Stocks shot up in early trading Tuesday after European markets rallied and corporate bellwether Alcoa predicted stronger demand in 2012.
European markets soared after Fitch Ratings said it will not downgrade France's debt this year. A downgrade for France could scuttle the region's financial rescue efforts. A European bailout fund depends on the sterling credit ratings of France and Germany to borrow at cheap rates. Benchmark indexes in France and Germany gained more than 2 percent.
Alcoa's fourth-quarter revenue exceeded analysts' expectations, raising traders' hopes for strong earnings announcements in the coming weeks. CEO Klaus Kleinfeld predicted late Monday that global aluminum demand will increase 7 percent in 2012. Alcoa's quarterly report marks the unofficial start of U.S. corporate earnings season.
The Dow Jones industrial average rose 107 points, or 0.9 percent, to 12,500 as of 10:10 a.m. Eastern time. The Standard & Poor's 500 index added 15, or 1.2 percent, to 1,295. The Nasdaq composite index gained 34, or 1.3 percent, to 2,710.
The gains were spread across all 10 industry groups in the S&P 500. All but three of the 30 stocks in the Dow increased.
Tiffany & Co. plunged 11 percent, the most in the S&P 500 index. The jewelry retailer cut its forecast for full-year profit and said sales growth weakened in the U.S. and Europe during the holiday season.
The U.S. economy appeared to strengthen in recent weeks. A series of positive reports on hiring, manufacturing and consumer sentiment eased fears that Europe will drag the U.S. into another recession.
Traders hope the brighter outlook will boost corporate earnings results, which are due to be announced over the next few weeks. As the job market improves and consumers grow more willing to spend, companies might enjoy stronger consumer demand. Household spending is a crucial motor of economic growth.
Dutch electronics giant Royal Philips Electronics NV kicked off corporate Europe's earnings season by warning that its fourth-quarter profit was worse than expected due to a weak European market.
Asian markets closed modestly higher thanks to improving economic data out of the U.S. The optimism was tempered by news that China's import growth decelerated sharply in December. It was the latest signal that the world's second-largest economy is cooling off.
Among companies making big moves:
— Cirrus Logic Inc., which makes audio chips, jumped 14 percent. The company said it expects to report a 28 percent gain in revenue for the final three months of the year, well above its previous forecast and analysts' expectations.

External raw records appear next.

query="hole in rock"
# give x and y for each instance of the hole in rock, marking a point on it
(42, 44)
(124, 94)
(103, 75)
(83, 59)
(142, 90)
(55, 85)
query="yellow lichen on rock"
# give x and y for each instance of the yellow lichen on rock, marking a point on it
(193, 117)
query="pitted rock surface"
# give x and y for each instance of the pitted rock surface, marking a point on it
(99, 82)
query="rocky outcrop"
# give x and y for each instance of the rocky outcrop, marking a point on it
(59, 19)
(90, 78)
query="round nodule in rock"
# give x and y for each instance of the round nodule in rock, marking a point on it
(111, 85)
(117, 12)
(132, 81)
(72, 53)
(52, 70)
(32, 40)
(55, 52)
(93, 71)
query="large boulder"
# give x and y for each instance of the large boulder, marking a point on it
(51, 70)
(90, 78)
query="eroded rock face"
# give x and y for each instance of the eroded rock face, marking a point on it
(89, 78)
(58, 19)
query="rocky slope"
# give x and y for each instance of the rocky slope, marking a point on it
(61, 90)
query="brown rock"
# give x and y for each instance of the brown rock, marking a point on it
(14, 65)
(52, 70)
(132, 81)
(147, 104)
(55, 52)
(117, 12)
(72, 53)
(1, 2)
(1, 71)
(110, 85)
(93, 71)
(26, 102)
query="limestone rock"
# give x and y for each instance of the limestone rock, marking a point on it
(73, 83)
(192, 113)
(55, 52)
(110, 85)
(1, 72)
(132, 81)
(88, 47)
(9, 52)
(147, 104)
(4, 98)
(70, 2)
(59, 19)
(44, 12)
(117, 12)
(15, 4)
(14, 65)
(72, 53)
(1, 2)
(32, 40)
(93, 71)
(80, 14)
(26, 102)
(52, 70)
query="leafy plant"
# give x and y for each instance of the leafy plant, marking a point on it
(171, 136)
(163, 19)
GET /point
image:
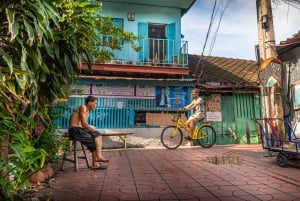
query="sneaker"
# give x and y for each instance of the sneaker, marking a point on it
(188, 138)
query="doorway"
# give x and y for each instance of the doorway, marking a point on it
(157, 42)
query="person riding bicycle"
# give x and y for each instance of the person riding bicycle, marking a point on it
(199, 112)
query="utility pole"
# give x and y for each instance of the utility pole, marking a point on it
(267, 49)
(265, 28)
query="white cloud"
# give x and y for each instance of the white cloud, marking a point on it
(237, 35)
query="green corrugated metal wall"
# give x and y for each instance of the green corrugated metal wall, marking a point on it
(237, 126)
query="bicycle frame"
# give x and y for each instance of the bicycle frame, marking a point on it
(180, 123)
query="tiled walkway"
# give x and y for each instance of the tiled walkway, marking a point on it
(219, 173)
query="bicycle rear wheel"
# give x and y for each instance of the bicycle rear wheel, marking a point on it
(171, 137)
(206, 136)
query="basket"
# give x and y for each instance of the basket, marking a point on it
(174, 118)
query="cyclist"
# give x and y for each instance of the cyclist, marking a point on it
(199, 112)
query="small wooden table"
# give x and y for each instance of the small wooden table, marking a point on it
(121, 135)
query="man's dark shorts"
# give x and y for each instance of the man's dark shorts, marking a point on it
(85, 136)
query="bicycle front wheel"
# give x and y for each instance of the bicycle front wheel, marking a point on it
(171, 137)
(206, 136)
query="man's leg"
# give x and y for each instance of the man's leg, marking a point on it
(98, 144)
(191, 125)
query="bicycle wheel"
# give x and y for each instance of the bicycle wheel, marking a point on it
(206, 136)
(171, 138)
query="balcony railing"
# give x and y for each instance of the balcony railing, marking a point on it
(156, 52)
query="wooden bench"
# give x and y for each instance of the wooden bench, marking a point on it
(122, 135)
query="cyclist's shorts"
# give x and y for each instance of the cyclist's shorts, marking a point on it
(196, 117)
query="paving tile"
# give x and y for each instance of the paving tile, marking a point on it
(183, 174)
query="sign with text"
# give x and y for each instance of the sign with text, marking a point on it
(111, 90)
(214, 116)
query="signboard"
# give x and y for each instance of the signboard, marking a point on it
(213, 108)
(80, 89)
(145, 91)
(112, 90)
(175, 97)
(214, 116)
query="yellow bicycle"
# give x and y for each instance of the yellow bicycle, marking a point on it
(172, 136)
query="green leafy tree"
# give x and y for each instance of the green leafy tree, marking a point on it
(42, 44)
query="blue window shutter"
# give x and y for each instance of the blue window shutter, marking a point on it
(143, 33)
(118, 23)
(171, 34)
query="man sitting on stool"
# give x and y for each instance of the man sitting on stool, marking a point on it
(81, 131)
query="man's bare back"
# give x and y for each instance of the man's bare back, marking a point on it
(79, 117)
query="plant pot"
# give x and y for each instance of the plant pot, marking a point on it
(42, 175)
(38, 177)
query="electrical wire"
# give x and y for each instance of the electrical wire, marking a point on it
(206, 39)
(200, 62)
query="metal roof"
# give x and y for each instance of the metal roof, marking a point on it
(289, 43)
(183, 5)
(225, 71)
(100, 77)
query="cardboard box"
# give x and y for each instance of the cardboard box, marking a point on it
(160, 119)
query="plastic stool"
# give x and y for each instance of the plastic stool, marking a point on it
(76, 157)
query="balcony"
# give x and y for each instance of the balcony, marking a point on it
(157, 56)
(154, 52)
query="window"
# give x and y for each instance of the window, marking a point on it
(109, 40)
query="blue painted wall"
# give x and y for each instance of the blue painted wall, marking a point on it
(143, 14)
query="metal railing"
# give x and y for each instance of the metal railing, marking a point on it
(156, 52)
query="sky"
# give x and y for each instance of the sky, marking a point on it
(237, 34)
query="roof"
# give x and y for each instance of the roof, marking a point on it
(224, 71)
(183, 5)
(289, 43)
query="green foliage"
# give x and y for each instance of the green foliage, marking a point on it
(42, 43)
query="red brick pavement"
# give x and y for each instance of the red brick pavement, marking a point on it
(223, 173)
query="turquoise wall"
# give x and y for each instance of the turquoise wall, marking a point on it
(143, 14)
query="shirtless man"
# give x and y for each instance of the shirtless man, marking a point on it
(81, 131)
(198, 105)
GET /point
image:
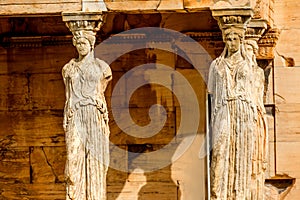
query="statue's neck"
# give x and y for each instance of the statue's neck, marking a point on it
(89, 56)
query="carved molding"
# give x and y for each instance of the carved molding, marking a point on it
(88, 21)
(36, 41)
(267, 44)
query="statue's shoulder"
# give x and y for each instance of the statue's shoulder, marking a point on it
(102, 64)
(68, 67)
(104, 67)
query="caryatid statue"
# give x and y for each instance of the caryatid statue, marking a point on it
(234, 114)
(86, 117)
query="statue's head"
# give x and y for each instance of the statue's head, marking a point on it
(233, 38)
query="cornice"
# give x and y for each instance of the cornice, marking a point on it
(36, 41)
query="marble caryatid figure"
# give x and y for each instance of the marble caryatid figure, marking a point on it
(233, 118)
(86, 119)
(259, 159)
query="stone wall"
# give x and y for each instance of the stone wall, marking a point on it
(32, 147)
(287, 96)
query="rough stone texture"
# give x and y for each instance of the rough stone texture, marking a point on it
(29, 83)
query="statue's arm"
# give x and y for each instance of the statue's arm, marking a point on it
(106, 71)
(67, 92)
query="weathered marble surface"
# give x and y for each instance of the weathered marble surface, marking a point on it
(86, 118)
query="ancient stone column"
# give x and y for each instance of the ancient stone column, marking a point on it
(85, 113)
(234, 113)
(260, 151)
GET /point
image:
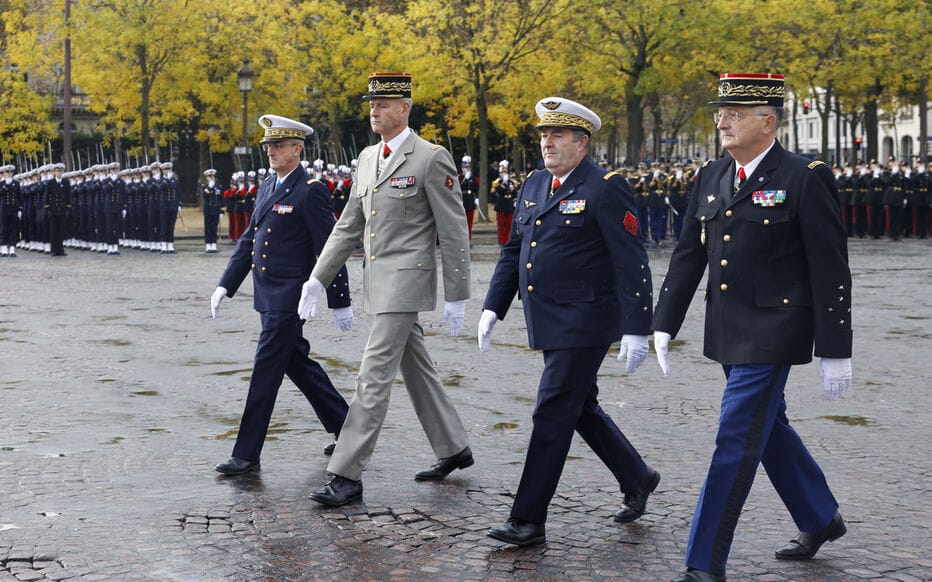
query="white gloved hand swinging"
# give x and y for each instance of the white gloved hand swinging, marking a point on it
(487, 322)
(633, 350)
(215, 299)
(662, 347)
(310, 296)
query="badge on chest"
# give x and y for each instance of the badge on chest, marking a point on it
(402, 182)
(572, 206)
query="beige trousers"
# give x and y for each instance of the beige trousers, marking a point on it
(395, 340)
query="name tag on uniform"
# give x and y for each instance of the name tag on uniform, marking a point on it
(402, 182)
(768, 197)
(572, 206)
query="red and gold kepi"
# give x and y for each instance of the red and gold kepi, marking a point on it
(750, 89)
(389, 86)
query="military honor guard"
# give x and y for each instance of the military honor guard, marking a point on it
(582, 274)
(469, 185)
(504, 193)
(212, 205)
(57, 209)
(405, 205)
(11, 211)
(288, 229)
(765, 225)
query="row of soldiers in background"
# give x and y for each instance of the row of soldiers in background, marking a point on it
(238, 200)
(892, 200)
(97, 209)
(661, 196)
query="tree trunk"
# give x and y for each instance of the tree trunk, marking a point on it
(482, 113)
(872, 122)
(825, 111)
(144, 94)
(634, 111)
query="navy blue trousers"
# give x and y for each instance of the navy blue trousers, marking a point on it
(753, 429)
(283, 350)
(567, 400)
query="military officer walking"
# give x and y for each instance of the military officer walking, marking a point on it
(288, 229)
(766, 225)
(582, 273)
(405, 200)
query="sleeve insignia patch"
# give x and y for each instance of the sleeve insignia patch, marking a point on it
(631, 223)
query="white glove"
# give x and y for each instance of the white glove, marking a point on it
(310, 295)
(343, 318)
(662, 346)
(836, 377)
(633, 350)
(486, 322)
(455, 313)
(215, 299)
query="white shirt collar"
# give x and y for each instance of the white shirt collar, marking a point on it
(751, 166)
(395, 142)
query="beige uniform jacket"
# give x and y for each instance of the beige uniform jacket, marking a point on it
(400, 217)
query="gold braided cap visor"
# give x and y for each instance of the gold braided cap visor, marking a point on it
(556, 119)
(279, 133)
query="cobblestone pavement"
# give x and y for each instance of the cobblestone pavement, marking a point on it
(118, 394)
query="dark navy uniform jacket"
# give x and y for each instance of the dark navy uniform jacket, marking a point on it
(776, 251)
(576, 260)
(280, 246)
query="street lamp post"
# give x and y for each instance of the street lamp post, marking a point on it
(244, 77)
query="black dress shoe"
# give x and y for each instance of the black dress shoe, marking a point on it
(693, 575)
(234, 466)
(636, 503)
(806, 544)
(338, 492)
(443, 467)
(519, 533)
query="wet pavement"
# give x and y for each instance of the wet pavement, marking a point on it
(119, 393)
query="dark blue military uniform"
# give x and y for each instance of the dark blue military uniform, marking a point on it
(11, 205)
(286, 233)
(778, 282)
(57, 207)
(584, 281)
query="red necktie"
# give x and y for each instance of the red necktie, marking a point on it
(742, 176)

— Emulex Corp. jumped 7 percent after raising its quarterly earnings forecast. The data-storage and networking company said it had recovered more quickly than expected from supply problems related to massive flooding in Thailand.
— WebMD Health Corp. plunged 30 percent. The healthcare information website said it has given up looking for a buyer, its CEO Wayne T. Gattinella has resigned, and it expects earnings to drop this year. WebMD provides health and benefits information to employees at 121 companies and health plans.